1. To all the public I was become recognizably old, undeniably old. 2. I now believe what Choate said last March, and which at the time I didn't credit.

I think these two sentences above are grammatically incorrect, but the fact that they are excerpts from a classic book makes me hesitate to say that. I would like to make sure I am on the right track. Please read the following, and enlighten me if I am wrong.

In 1) the verb should be just "became", not "was become".
In sentence 2) "and" preceding which should be out.

  • 1
    1) is old fashioned but 2) is indisputably correct.
    – Lambie
    Feb 17, 2019 at 17:04

1 Answer 1


The extract is from 'Chapters from My Autobiography' Mark Twain (published 1906-1907).

The form using the verb 'to be' followed by a past participle - I am gone, he is come, I was become, etc is correct but obsolete or archaic since about 1900.

I consider that 'what Choate said to me last March', can be a defining clause (it distinguishes what he said last March from things he said at other times) and "which at the time I didn't credit" to be merely a comment, so the 'and' should be removed.

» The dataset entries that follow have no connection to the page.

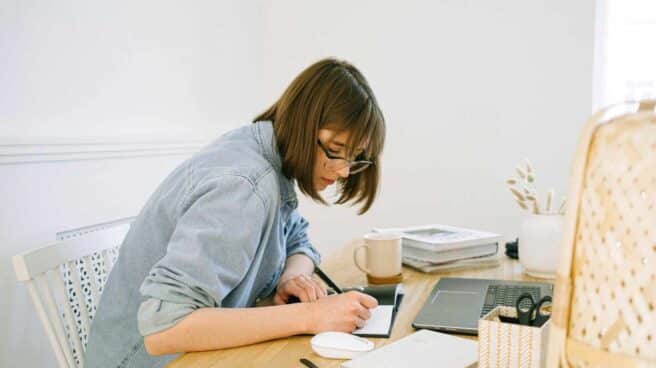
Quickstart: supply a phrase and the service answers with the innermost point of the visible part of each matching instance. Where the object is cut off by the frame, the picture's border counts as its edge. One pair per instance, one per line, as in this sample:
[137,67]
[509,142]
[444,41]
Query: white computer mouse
[340,345]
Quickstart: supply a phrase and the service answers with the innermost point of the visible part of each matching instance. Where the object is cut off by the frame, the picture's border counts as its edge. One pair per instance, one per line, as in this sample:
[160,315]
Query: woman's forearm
[219,328]
[297,264]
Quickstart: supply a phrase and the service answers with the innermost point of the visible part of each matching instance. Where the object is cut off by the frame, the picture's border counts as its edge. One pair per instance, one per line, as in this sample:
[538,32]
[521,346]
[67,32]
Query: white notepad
[423,348]
[379,323]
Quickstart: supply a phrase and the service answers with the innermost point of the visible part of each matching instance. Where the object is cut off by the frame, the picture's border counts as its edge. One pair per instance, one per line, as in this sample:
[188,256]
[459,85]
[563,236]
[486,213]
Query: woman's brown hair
[330,94]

We can use and before the which/where/who etc introducing a subordinate clause, to co-ordinate them, when both are defining clauses or both are non-defining:

Correct (both are non-defining): A few minutes brought us to a large and busy bazaar, with the localities of which the stranger appeared well acquainted, and where his original demeanour again became apparent.—Poe.

Correct (both are defining): All the toys that infatuate men, and which they play for, are the self-same thing.—Emerson.

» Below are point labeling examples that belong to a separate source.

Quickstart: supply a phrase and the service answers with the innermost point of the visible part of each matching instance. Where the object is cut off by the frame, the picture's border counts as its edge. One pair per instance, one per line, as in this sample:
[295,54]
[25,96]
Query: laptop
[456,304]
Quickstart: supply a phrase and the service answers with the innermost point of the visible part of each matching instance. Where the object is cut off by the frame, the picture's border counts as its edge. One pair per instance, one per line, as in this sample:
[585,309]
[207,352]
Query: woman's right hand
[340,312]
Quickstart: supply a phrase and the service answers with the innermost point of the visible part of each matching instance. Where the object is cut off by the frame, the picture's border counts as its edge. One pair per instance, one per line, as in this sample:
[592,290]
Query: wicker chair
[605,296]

Correct (both are non-defining): Mr. Lovelace has seen divers apartments at Windsor; but not one, he says, that he thought fit for me, and which, at the same time, answered my description.

Incorrect (the first defines, the second does not): The hills were so broken and precipitous as to afford no passage except just upon the narrow line of the track which we occupied, and which was overhung with rocks.

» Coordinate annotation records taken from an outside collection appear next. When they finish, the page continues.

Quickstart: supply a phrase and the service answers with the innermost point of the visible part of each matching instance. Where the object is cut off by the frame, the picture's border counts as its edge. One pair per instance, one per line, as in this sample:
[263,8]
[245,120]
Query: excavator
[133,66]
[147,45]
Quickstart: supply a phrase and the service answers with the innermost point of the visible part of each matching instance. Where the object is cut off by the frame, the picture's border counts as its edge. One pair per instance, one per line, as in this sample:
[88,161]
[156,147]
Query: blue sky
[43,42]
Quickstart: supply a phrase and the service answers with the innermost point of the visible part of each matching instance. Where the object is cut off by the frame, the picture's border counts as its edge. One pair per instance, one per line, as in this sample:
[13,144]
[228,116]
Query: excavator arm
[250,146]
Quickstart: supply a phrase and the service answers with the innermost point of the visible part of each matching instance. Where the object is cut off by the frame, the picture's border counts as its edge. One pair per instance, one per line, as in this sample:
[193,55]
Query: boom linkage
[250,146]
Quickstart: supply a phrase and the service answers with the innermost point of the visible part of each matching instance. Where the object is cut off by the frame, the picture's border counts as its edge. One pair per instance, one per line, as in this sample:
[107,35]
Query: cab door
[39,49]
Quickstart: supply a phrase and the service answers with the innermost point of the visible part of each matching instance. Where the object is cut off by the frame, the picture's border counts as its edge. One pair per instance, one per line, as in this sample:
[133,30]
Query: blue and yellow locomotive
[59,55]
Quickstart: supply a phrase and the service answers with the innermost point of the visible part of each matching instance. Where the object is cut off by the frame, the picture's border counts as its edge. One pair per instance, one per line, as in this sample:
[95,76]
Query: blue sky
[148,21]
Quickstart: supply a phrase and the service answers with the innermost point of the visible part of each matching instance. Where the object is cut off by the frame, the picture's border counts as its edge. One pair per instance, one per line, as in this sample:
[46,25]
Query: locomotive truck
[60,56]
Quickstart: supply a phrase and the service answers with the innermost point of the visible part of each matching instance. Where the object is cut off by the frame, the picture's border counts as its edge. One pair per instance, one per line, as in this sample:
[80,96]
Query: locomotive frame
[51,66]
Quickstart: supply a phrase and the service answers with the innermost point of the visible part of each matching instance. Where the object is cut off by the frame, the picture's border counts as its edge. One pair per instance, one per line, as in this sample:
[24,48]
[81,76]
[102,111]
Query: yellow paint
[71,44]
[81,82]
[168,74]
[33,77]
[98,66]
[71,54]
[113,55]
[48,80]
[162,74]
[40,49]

Incorrect (the first defines, the second and third do not): And here he said in German what he wished to say, and which was of no great importance, and which I translated into English.

Incorrect (The first clause defines, the second is obviously one of comment: the 'scene' is not distinguished from those that the leader did take steps to avert): From doing this they were prevented by the disgraceful scene which took place, and which the leader of the Opposition took no steps to avert. (The Times)

See H.W. Fowler (1858–1933). The King’s English, 2nd ed. 1908.

Relevant chapter: http://www.bartleby.com/116/206.html

Fowler quotes a number of famous authors who have misused 'and which', and says: "A coordination in which 'and' is the natural conjunction may also be indicated simply by a comma; there is safety in this course."